M. V. Sulleiro a, S. Quiroga b, D. Peña b, D. Pérez b, E. Guitián b, A. Criado *c and M. Prato *acd
aDepartment of Chemical and Pharmaceutical Sciences, University of Trieste, Piazzale Europa, 1, 34127 Trieste, Italy. E-mail:
bCentro de Investigación en Química Biolóxica e Materiais Moleculares (CIQUS) and Departamento de Química Orgánica, Universidade de Santiago de Compostela, 15782 Santiago de Compostela, Spain. E-mail:
cCIC BiomaGUNE, Parque Tecnológico de San Sebastián, Paseo Miramón, 182, 20014 San Sebastián, Guipúzcoa, Spain. E-mail:
dBasque Foundation for Science, Ikerbasque, 48013 Bilbao, Spain

Received 10th November 2017 , Accepted 4th January 2018

First published on 4th January 2018

A non-conventional modification of exfoliated few-layer graphene (FLG) with different arynes under microwave (MW) irradiation and solvent-free conditions is reported. The described approach allows reaching fast, efficient and mild covalent functionalization of FLG.

Graphene is an allotrope of carbon with a unique set of electronic, mechanical, and thermal properties,1 which make graphene-based materials (GBMs)2 potential candidates for applications in sensing, energy storage, optoelectronic devices, as catalyst supports, supercapacitors and composites.3

Chemical modification of GBMs is also a topic of great interest, as it allows tuning the chemical and physical properties of the materials,4 such as suspension stability, mechanical properties, and electrical conductivity. At the same time, functionalization permits the combination with other interesting moieties. However, chemical transformations of GBMs frequently require time consuming procedures and multiple additions of reagents.5 In addition, the lack of solubility of carbon-based materials and their subsequent unstable suspensions hinder their manipulation.6 Nevertheless, in many cases, the use of non-conventional condition reactions is able to save time, avoid unstable suspensions and improve reaction efficiency.7 Among the different chemical modifications, cycloaddition reactions are powerful tools in carbon-based materials.5a,8 For instance, a Diels–Alder reaction was reported to produce the exfoliation of graphite into functionalized graphene layers under solvent-free conditions in a one-step process.9 In particular, aryne cycloadditions have been reported for CNTs,10 carbon nanohorns11 and graphene derivatives via fluoride-induced decomposition of o-(trimethylsilyl)aryl triflates.12 However, in many cases the synthesis of these aryne precursors is not easily performed and their decomposition usually needs fluoride ions that can interfere in the reaction and alter the functionalized carbon-based material.13 Thus, establishment of fast and scalable protocols for GBM functionalization with accessible reagents is still needed.

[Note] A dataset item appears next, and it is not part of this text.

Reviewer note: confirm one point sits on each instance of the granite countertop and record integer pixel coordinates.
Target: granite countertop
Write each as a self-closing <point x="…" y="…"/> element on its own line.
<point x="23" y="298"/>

Microwave-assisted (MW) chemistry is an important tool in the field of carbon-based nanomaterials.7a,b In particular, GBMs and in general carbon-based materials are extensively used as MW matrices because of their capacity to absorb MW with high efficiency, rapidly generating high surface temperatures.14 In addition, different methods for the preparation of graphene derivatives have been recently reported by using MW irradiation.15

In this work we report a new, facile, rapid and non-conventional approach to efficiently and mildly functionalize GBMs under MW irradiation and solvent-free conditions. We focused on underexplored cycloaddition reactions of arynes with exfoliated few-layer graphene (FLG).12a,b In particular, different arynes were generated by the thermal decomposition of the corresponding arylene anhydrides at high temperatures. Due to the good MW absorption, GBMs played two roles in the reaction process: as a reagent and, at the same time, as a MW absorbing matrix which allows high temperatures to be reached in short times under solvent-free conditions.

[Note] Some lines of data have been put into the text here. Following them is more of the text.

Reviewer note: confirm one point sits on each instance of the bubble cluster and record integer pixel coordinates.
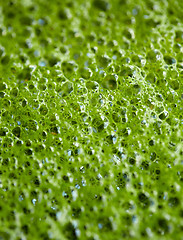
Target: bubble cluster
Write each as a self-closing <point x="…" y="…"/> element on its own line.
<point x="91" y="119"/>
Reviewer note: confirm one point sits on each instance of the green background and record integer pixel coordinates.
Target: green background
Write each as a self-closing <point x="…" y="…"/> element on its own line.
<point x="91" y="119"/>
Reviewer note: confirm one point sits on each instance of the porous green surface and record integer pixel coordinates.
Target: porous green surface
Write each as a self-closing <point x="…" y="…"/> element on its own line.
<point x="91" y="119"/>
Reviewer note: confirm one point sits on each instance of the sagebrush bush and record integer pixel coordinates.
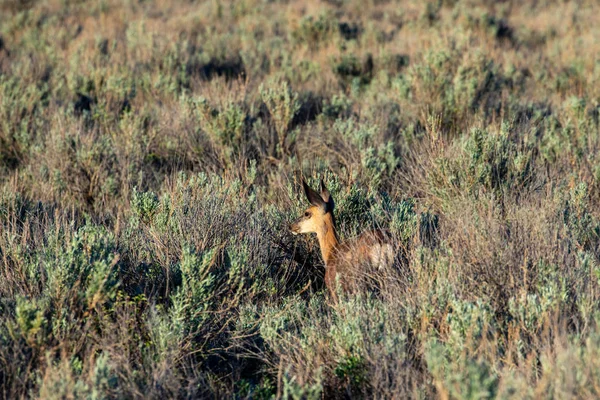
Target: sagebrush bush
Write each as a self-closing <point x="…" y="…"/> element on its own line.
<point x="151" y="159"/>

The pristine graphene material used in this work was obtained through exfoliation from graphite following Coleman's protocol.16 Raman spectroscopy showed that the produced graphene consisted of a few layers.17 The 2D band of the pristine graphene materials can be deconvoluted into four Lorentzian-shaped peaks (Fig. S9, ESI), which is a characteristic feature of few-layer (less than five) graphene as previously reported. In addition, the spectrum is also quite different from bulk graphite (Fig. S11, ESI).

We initially investigated a controllable chemical functionalization of FLG with benzyne generated by the thermal decomposition of the commercially available phthalic anhydride (1).18 The benzyne precursor 1 and the FLG were thoroughly mixed in a mortar, then the homogeneous mixture was rapidly heated up under MW irradiation and solvent-free conditions (Fig. 1).

image file: c7cc08676h-f1.tif
Fig. 1 Functionalization of FLG with arynes by the thermal decomposition of arylene anhydrides.

After considering different reaction parameters such as number of equivalents, temperature, reaction time, and power irradiation, we concluded that the irradiation power is the key to modulate the functionalization degree. Thus, different homogenous powder mixtures of FLG and 1 were carried out at different cycles of MW irradiation. In each cycle, 200 watts of MW power were applied until reaching 250 °C, in about 5 seconds (Fig. S12, ESI).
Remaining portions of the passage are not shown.